Membrane potentials and microenvironment of rat dorsal vagal cells in vitro during energy depletion.

1. Brainstem slices were taken from mature rats. In the dorsal vagal nucleus (DVNX), membrane potentials (Em) of neurons (DVNs) and glia, as well as extracellular oxygen, K+ and pH (Po2, aKo, pHo), were analysed during metabolic disturbances. 2. Postsynaptic potentials of DVNs, elicited by repetitive electrical stimulation of the solitary tract (TS), led to a secondary glial depolarization of up to 25 mV, a fall in Po2 of up to 150 mmHg, a rise in extracellular aKo of up to 9 mM, and a fall in pHo of about 0.2 pH units. 3. Hypoxic superfusates produced tissue anoxia, leading to an aKo increase of less than 2 mM and a pHo fall of 0.24 +/‐ 0.04 pH units (mean +/‐ S.D.).
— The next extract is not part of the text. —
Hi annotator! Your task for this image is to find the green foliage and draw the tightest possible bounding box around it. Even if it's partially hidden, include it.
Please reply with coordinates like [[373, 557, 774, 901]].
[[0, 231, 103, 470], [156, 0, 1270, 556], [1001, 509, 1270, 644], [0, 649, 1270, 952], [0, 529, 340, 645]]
Glucose‐free solution evoked, after a delay of more than 8 min, a slow rise in aKo of 1.9 +/‐ 0.8 mM, accompanied by a mean increase in pHo of 0.24 +/‐ 0.13 pH units. After pre‐incubation in glucose‐free solution, anoxia elevated aKo by up to 15 mM, whereas the anoxia‐induced pHo decrease was completely blocked. 4. In 45 of 118 DVNs, anoxia elicited a persistent hyperpolarization of 15.6 +/‐ 5.0 mV. In the remaining DVNs, anoxic exposure either did not produce a change in Em (37%) or led to a depolarization of less than 10 mV (25%). A stable depolarization of 9 +/‐ 3.8 mV was detected in glial cells during anoxia. Similar responses were revealed in oxygenated glucose‐free solution after a delay of 12‐60 min. 5. The metabolism‐related hyperpolarizations were blocked by 100‐500 microM tolbutamide or 20‐100 microM glibenclamide, leading to recovery of spontaneous (0.5‐6 Hz) spike discharge. In these cells, 400‐500 microM diazoxide evoked hyperpolarizations and blockade of spontaneous activity. 6. In DVNs and glial cells, a progressive depolarization of up to 40 mV in amplitude developed during anoxic exposure after pre‐incubation in glucose‐free solution. 7. The results show that oxygen or glucose depletion does not impair the viability of DVNX cells. The contribution of neuronal ATP‐sensitive K+ (KATP) channels to this tolerance is discussed.